Agora, ele se virou para o lado dela com um suspiro profundo e a encarou. No escuro, ela abriu os olhos e o olhou.

— Está dormindo? — ela perguntou baixinho.

— Não.

Ele nada mais disse. Esperou que ela começasse.

Mas ela não começou e, após alguns instantes, ele disse:

— Bem, eu acho que é... o fim — concluiu debilmente porque não gostara da frase; soara ridiculamente melodramática.

Terry não respondeu de pronto. Então, como se pensasse alto, disse:

— Você acha que há alguma chance de...

Les se encolheu ao escutar tais palavras, porque sabia o que ela ia dizer.

— Não — disse ele. — Ele não tem chance alguma de passar.

Escutou-a engolir em seco. Não diga isso, pensou ele implorando. Não me fale que vem dizendo a mesma coisa há quinze anos. Sei disso. Disse porque achava que era verdade.

De repente, desejou que houvesse assinado anos antes o "Pedido de Remoção".

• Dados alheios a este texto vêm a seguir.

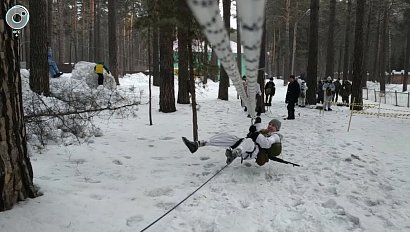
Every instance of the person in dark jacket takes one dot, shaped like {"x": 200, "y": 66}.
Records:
{"x": 338, "y": 86}
{"x": 292, "y": 96}
{"x": 320, "y": 92}
{"x": 99, "y": 69}
{"x": 269, "y": 91}
{"x": 346, "y": 91}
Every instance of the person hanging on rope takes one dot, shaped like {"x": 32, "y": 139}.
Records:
{"x": 260, "y": 145}
{"x": 99, "y": 69}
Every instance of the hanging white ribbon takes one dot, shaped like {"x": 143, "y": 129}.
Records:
{"x": 251, "y": 15}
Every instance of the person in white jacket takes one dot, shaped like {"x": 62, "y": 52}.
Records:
{"x": 246, "y": 148}
{"x": 329, "y": 90}
{"x": 302, "y": 95}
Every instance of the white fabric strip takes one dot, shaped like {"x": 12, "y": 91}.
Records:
{"x": 251, "y": 16}
{"x": 208, "y": 16}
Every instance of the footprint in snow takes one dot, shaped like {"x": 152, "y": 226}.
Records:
{"x": 157, "y": 192}
{"x": 134, "y": 220}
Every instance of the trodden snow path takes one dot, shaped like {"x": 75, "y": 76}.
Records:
{"x": 350, "y": 181}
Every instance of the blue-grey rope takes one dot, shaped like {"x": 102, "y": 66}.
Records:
{"x": 185, "y": 198}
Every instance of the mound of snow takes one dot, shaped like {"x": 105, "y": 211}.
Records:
{"x": 85, "y": 71}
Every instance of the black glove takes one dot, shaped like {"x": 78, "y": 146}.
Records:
{"x": 253, "y": 135}
{"x": 252, "y": 129}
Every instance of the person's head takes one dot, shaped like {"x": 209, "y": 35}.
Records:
{"x": 258, "y": 120}
{"x": 274, "y": 125}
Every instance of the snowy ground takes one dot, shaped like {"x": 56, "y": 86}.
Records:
{"x": 134, "y": 173}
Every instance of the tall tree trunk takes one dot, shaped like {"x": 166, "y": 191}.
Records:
{"x": 286, "y": 70}
{"x": 238, "y": 43}
{"x": 16, "y": 174}
{"x": 183, "y": 53}
{"x": 278, "y": 55}
{"x": 358, "y": 57}
{"x": 91, "y": 30}
{"x": 49, "y": 21}
{"x": 260, "y": 103}
{"x": 192, "y": 87}
{"x": 61, "y": 35}
{"x": 367, "y": 46}
{"x": 112, "y": 37}
{"x": 375, "y": 70}
{"x": 206, "y": 62}
{"x": 214, "y": 66}
{"x": 383, "y": 46}
{"x": 39, "y": 79}
{"x": 339, "y": 65}
{"x": 313, "y": 52}
{"x": 223, "y": 76}
{"x": 166, "y": 37}
{"x": 407, "y": 54}
{"x": 330, "y": 40}
{"x": 97, "y": 36}
{"x": 347, "y": 41}
{"x": 155, "y": 45}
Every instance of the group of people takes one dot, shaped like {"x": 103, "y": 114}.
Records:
{"x": 296, "y": 94}
{"x": 262, "y": 144}
{"x": 329, "y": 92}
{"x": 55, "y": 72}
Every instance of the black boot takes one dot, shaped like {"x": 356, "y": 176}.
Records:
{"x": 229, "y": 156}
{"x": 192, "y": 146}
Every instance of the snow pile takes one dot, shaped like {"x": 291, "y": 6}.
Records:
{"x": 71, "y": 107}
{"x": 85, "y": 71}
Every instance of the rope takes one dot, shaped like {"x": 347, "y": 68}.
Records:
{"x": 185, "y": 198}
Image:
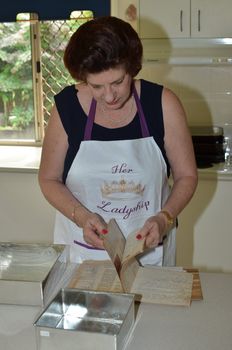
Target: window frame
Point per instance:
(38, 12)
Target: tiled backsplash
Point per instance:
(204, 90)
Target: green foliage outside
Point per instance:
(15, 76)
(16, 86)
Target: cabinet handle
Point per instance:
(181, 20)
(199, 20)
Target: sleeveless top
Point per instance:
(74, 120)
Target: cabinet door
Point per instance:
(164, 18)
(211, 18)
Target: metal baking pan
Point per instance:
(85, 320)
(25, 271)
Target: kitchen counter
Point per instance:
(205, 325)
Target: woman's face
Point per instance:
(111, 88)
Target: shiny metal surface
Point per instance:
(24, 270)
(106, 317)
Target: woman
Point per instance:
(110, 145)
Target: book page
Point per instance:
(133, 246)
(163, 286)
(120, 248)
(96, 275)
(114, 243)
(128, 273)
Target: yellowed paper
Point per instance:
(96, 275)
(128, 273)
(163, 286)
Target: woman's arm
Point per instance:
(54, 150)
(180, 153)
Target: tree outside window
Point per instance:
(31, 73)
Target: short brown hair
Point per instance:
(101, 44)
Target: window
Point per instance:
(31, 72)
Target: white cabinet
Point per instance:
(211, 18)
(184, 18)
(164, 18)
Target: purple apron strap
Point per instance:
(90, 120)
(142, 119)
(92, 111)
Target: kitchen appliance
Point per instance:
(208, 143)
(84, 320)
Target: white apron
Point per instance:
(125, 180)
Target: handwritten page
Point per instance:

Precisavam se ver livres de Tom desesperadamente, pelo bem dos filhos e de si próprios, mas como verbalizar essa necessidade sem se sentir um assassino? Não se pode dizer: espero que o velho homem fracasse, espero que o matem. Embora qualquer outra coisa que se diga seja apenas um substituto hipócrita para aquelas palavras, porque é assim que você se sente exatamente.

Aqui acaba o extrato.